Another reader suggested:

  • The databases maintained by HOAs or utility districts. While these are among the lowest levels of government (hierarchically; not in terms of value), their databases contain tons of PII, and I can’t imagine many (read: any) of them comply with cybersecurity best practices. Add in the fact that many of these entities accept payments for HOA fees or water bills by either credit card or ACH draft, and there is even more information that can be exploited. Obviously there is not one giant database like OPM where millions of people’s information is stored, but I think that adds to the “value” of these databases in terms of hack-worthiness. Not only will infiltrations likely go undetected, but monitoring or regulating the security of all of these disjointed databases would be impossible.
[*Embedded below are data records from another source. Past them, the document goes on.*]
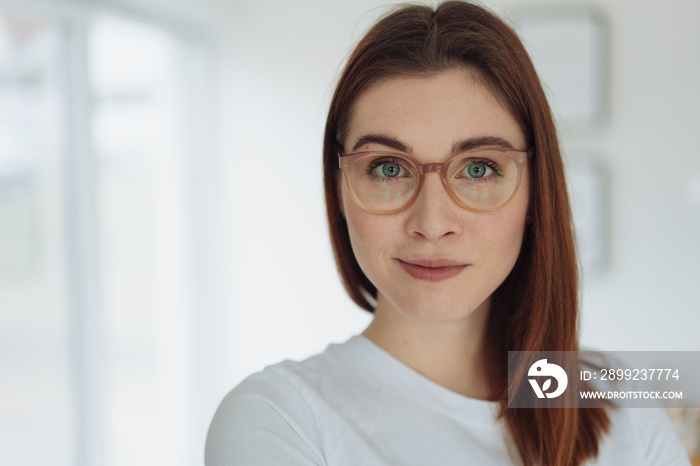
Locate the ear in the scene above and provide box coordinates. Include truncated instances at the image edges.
[335,170,345,220]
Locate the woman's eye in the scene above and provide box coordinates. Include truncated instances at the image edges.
[367,160,406,178]
[460,162,498,179]
[376,162,401,178]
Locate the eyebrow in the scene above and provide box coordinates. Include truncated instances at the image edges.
[352,134,515,154]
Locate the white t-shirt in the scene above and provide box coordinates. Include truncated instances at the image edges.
[205,335,690,466]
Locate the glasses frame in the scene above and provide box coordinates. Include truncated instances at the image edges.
[338,147,531,215]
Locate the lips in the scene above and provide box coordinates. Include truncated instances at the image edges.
[397,259,469,282]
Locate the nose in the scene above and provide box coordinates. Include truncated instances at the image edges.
[406,173,462,241]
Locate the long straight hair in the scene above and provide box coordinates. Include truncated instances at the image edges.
[323,1,610,466]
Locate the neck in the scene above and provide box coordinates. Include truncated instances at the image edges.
[364,295,492,399]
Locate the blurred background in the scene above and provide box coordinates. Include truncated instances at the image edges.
[0,0,700,466]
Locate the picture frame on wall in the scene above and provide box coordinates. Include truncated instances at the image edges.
[514,6,609,132]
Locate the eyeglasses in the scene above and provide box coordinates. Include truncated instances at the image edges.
[338,148,529,214]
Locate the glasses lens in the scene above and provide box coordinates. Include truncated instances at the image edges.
[447,151,518,210]
[349,154,419,212]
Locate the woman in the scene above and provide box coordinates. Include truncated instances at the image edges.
[206,2,689,466]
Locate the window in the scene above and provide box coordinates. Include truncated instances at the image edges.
[0,3,220,465]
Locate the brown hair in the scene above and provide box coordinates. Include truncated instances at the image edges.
[323,1,610,466]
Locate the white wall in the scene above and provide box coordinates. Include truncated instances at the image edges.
[213,0,700,392]
[94,0,700,434]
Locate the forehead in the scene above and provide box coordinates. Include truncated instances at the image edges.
[344,70,525,156]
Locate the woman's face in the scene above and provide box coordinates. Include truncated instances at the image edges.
[340,71,530,322]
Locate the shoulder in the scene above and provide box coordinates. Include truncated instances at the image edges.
[205,358,330,466]
[205,339,356,466]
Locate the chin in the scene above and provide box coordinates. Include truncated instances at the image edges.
[393,297,488,324]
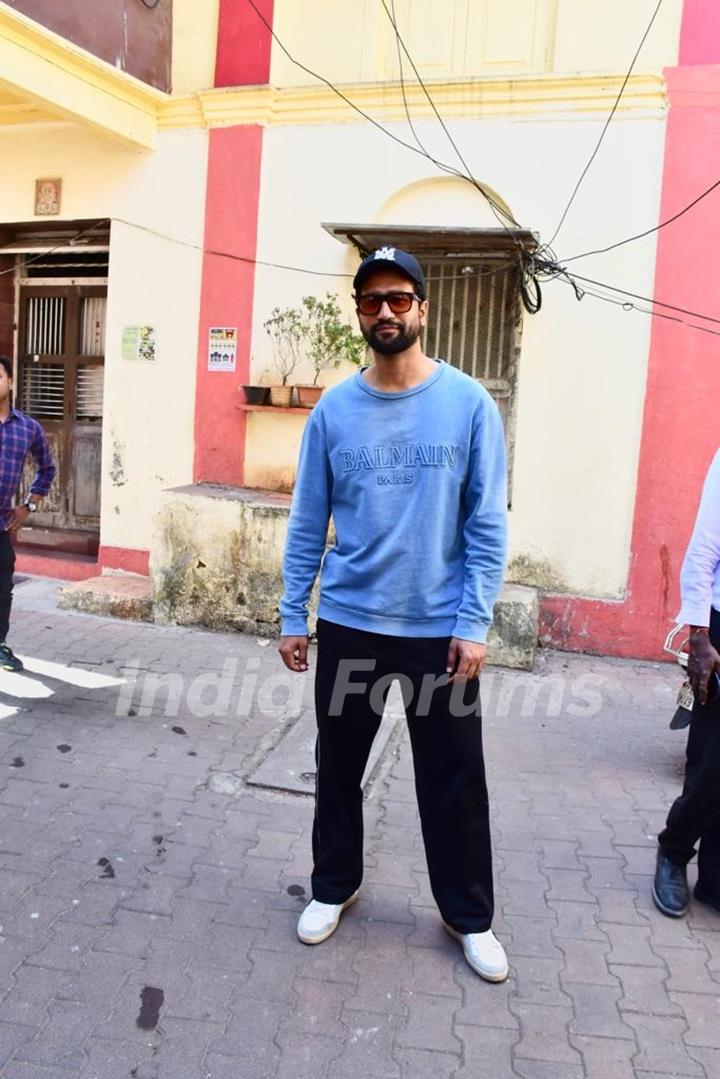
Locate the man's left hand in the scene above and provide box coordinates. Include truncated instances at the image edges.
[447,637,488,684]
[8,506,30,532]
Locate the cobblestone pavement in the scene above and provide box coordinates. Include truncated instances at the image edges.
[0,581,720,1079]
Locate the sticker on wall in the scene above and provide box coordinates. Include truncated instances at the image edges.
[207,326,237,371]
[35,179,63,217]
[121,326,157,360]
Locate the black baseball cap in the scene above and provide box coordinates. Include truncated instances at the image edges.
[353,246,425,300]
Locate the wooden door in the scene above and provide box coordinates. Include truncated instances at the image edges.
[16,286,107,532]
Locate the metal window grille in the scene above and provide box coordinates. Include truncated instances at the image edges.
[25,296,66,356]
[423,259,520,424]
[76,364,104,421]
[21,360,65,420]
[80,296,108,356]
Our own colleague Herb Lin offered the following:

  • I nominate the medical record databases of the uniformed military. And the hack would not be for exfiltrating information, but for installing back doors so that they can manipulate the information contained in these records, possibly with some of the following effects:
    • Destroying confidence in DOD-provided medical care.
    • Inserting false information that will cause many spurious investigations (e.g. inserting a mention of a problem with drugs or alcohol).
    • Altering records in ways that can harm people (e.g., changing allergy-to-medication records).
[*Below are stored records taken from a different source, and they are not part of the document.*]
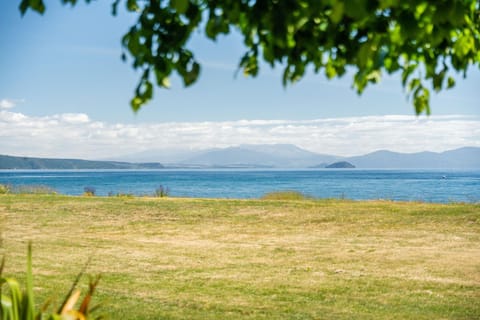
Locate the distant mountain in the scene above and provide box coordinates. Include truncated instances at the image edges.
[345,147,480,169]
[0,144,480,169]
[180,144,339,168]
[325,161,355,169]
[0,155,163,169]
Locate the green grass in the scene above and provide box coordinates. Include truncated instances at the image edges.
[0,194,480,319]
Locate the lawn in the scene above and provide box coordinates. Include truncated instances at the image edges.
[0,195,480,319]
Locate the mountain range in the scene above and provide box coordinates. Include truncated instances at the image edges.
[0,144,480,169]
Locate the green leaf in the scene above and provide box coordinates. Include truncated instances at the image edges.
[330,1,345,23]
[19,0,45,16]
[127,0,140,11]
[170,0,190,14]
[447,77,455,89]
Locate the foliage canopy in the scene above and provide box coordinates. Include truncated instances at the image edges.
[20,0,480,114]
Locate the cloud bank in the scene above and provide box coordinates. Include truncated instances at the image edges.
[0,110,480,159]
[0,99,16,109]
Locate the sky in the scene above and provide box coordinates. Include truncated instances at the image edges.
[0,0,480,159]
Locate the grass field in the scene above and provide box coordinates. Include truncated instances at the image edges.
[0,195,480,319]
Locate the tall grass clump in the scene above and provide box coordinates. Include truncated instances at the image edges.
[261,190,313,200]
[0,244,103,320]
[0,184,10,194]
[154,185,170,198]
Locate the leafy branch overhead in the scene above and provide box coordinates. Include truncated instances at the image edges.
[20,0,480,114]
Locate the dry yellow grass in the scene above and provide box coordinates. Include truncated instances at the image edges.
[0,195,480,319]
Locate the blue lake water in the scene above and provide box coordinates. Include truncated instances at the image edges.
[0,169,480,202]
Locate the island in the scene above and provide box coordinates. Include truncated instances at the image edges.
[325,161,355,169]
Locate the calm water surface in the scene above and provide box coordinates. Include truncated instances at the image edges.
[0,169,480,202]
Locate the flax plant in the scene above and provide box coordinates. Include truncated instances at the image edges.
[0,244,102,320]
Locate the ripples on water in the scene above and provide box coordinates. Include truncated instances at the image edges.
[0,169,480,202]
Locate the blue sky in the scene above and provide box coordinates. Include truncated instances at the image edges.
[0,0,480,158]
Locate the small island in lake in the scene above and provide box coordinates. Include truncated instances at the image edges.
[325,161,355,169]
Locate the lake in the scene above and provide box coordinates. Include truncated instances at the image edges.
[0,169,480,202]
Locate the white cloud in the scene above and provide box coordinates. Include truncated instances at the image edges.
[0,99,16,109]
[0,110,480,159]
And imagine the scandal that Congress will be investigating when even a small number of uniformed military personnel – our heroes, and their spouses and children, who also get medical care from DOD—start complaining.

One reader, Mike, offered the following four data bases:

  • Bureau of Economic Analysis Survey — Many US corporations with foreign affiliates must report fairly detailed information (including financials and operations, costs and expenses, employee headcount and employee compensation, infrastructure, and imports/exports). Providing this data is compulsory, but it cannot be used in any tax or legal proceedings. There are laws punishing people who disclose the data without appropriate anonymization (so people think it’s useful/damaging), but it is not classified.
  • CIO Council — I tried to stay away from organizations that were “too close” to cybersecurity that is directly relevant to defense, homeland security, or nuclear, because they might arouse more defenses. The CIO Council is intended to provide best practices for government-wide IT and cybersecurity needs, which leads me to think that they’ll be more vulnerable themselves (…and provide more vulnerabilities for a wide variety of agencies).
  • Office of Compliance Counseling or Federal Mediation and Conciliation Service records — These organizations handle federal employee grievances/disputes before they proceed to an administrative hearing or a district court, so the information is not yet public (and the employee is likely retained). Want to correlate that list of SF-86s with a list of disgruntled or incompetent employees?
  • Treasury, specifically Bureau of Engraving and Printing — I don’t believe currency details are classified (a quick perusal of shows a lot of public trust positions, but no secret clearance requirements). I don’t think China necessarily wants to fire up a US currency printing operation, but it sure would be nice to know the full set of hidden features in our currency. They may be able to detect clever tracking operations we’re running against their agencies. They may want to print some bills that pass our detection mechanisms but can be tracked by them in order to run their own. It almost seems low-tech, but following very specific pieces of currency could be monumentally helpful in low-level operations.

And one final entry from an anonymous submitter:

  • The Defense Department – Outlook Global Address Book – This database contains the email address of anyone with a CAC and a military email address. That includes even short-term workers in non-sensitive positions/organizations. Talk about a “phishers” delight.